Das Wetter wurde immer schlechter, aber Westminster Abbey, in das ich gerne einen Blick geworfen hätte, war bereits für Besucher geschlossen. Was uns blieb, war ein Spaziergang über die Westminster Bridge und zurück. Dabei bekamen wir immerhin einen Dudelsackspieler zu sehen. Obwohl es windig war, lässt sich die Frage, ob er etwas darunter trug, nicht beantworten.

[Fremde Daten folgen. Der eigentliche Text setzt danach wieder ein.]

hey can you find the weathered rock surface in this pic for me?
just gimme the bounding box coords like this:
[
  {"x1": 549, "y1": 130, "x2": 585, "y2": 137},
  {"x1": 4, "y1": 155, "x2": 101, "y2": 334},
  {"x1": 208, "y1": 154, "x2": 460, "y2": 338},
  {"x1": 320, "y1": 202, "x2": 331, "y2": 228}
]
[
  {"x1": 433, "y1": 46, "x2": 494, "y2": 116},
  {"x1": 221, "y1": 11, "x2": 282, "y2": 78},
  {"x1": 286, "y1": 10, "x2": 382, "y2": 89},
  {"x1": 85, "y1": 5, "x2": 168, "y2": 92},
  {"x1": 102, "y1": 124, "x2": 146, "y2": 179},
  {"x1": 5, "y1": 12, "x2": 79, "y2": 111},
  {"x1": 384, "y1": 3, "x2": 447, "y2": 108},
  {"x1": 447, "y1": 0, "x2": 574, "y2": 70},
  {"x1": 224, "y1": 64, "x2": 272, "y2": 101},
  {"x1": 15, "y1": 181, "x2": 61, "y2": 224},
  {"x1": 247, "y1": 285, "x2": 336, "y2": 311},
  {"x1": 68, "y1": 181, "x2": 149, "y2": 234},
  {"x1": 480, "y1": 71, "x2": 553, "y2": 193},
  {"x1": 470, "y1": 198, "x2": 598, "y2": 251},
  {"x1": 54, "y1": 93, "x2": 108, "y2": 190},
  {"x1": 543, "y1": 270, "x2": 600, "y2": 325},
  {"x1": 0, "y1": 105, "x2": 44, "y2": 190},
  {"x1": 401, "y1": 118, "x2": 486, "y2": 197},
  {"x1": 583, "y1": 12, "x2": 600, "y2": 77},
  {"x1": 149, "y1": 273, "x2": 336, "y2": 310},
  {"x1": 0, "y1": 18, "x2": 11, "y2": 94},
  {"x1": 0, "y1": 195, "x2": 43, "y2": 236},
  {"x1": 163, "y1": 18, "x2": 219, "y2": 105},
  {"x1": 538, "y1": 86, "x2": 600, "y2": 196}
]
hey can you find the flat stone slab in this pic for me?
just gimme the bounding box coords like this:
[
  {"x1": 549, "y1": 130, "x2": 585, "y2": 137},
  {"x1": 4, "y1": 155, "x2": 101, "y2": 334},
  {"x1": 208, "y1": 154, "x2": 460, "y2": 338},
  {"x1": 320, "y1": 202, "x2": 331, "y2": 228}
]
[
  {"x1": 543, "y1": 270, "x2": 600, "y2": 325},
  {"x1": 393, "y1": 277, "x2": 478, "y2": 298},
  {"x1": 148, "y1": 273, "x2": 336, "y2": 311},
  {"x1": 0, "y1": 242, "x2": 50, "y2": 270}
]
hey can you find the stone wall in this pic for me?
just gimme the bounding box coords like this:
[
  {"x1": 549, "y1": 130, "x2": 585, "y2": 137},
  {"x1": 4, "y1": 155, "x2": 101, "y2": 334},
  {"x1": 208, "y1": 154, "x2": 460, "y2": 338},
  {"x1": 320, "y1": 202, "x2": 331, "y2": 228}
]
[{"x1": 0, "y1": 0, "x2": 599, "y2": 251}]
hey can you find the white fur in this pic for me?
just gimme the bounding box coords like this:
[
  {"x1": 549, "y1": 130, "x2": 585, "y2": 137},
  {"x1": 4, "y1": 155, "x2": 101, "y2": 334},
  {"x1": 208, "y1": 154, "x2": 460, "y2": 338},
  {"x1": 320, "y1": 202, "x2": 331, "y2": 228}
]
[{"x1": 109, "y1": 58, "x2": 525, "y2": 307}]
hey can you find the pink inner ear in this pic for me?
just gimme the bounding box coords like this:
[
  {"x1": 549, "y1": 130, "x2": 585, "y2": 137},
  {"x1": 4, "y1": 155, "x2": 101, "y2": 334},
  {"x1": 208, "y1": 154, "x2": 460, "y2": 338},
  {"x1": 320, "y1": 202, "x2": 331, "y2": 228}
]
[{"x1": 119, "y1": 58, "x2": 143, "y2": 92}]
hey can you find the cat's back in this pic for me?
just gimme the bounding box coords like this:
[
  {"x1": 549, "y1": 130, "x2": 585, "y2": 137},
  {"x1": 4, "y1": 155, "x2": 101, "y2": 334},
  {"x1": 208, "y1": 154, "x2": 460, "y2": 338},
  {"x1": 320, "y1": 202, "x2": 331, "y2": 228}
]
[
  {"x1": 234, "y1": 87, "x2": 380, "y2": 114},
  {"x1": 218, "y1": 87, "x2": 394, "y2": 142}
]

Mit dem dringenden Bedürfnis, uns mit englischem Bier aufzuwärmen, begaben wir uns zur Victoria Station, wo wir auf unserer Suche nach einer Kneipe bald fündig wurden. Als wir an der Theke bestellten, wollte man uns aus Höflichkeit Foster's oder Guinness andrehen, wir aber bestanden als tapfere Deutsche auf englisches Bier. Wir bekamen je einen Pint mit unterschiedlichem Inhalt, also je etwas über einem halben Liter. Alle drei waren erwartungsgemäß schlecht bis unzumutbar und schmeckten wie tagelang abgestandes Bier, das man mit Flüssigseife gestreckt hat.



Weitere Kneipenbesuche ersparten wir uns und fuhren zurück. Bei einem benachbarten Inder bestellten S. und ich uns das Angebots-Curry zum Mitnehmen, auf das wir über eine halbe Stunde warten mussten. Der Inhaber sah dafür aus wie ein indischer Picasso. Im Hotel ließen wir den Abend ausklingen.

Am dritten Tag unserer Reise frühstückten wir zunächst und schleppten dann unser Gepäck zur Victoria Station, um es einzuschließen. Schließfächer, wie sie an deutschen Bahnhöfen gang und gäbe sind, fanden wir keine. Die Gebühr eines Schließfachanbieters betrug je Gepäckstück acht Pfund, was uns deutlich zuviel war, also nahmen wir es wieder mit auf unsere Tour.

Die Tate Britain, die wir als zweites Museum auf unserer Liste hatten, gefiel uns nicht so gut wie zuvor gedacht. Außer Lichtblicken wie Rubens, Turner, Blake und schwedischen Schülerinnen gab es nichts, was die Phantasie angeregt hätte. Immerhin funktionierte das Pfeilsystem, denn die Romantiker waren durch eine Baustelle von den übrigen Ausstellungsräumen getrennt.



Zunächst etwas ratlos, wie wir mit unserem Gepäck die verbleibenden Stunden verbringen sollten, fuhren wir zum Trafalgar Square. Nach einer kurzen Essenspause entschieden wir uns, unsere Tageskarten voll auszunutzen und mit den Bussen zu fahren so weit es eben ging. Nach mehrfachem Umsteigen kamen wir bis zur Vauxhall Bridge und an Harrods vorbei zurück zur Victoria Station. Die Gegenden, durch die wir fuhren, gefielen uns beinahe noch besser als das Zentrum.



Allzuviel Zeit bis zum Abflug blieb uns nicht mehr. Wir deckten uns mit Baguettes ein und fuhren mit dem Gatwick Express zum Flughafen. Nach einem Flug mit zehn Minuten Verspätung waren wir wieder in der Heimat und nach noch einmal einer Stunde zurück in der Stadt. Dort empfingen uns lange Gesichter: Bayern München hatte schon wieder gegen Inter Mailand verloren.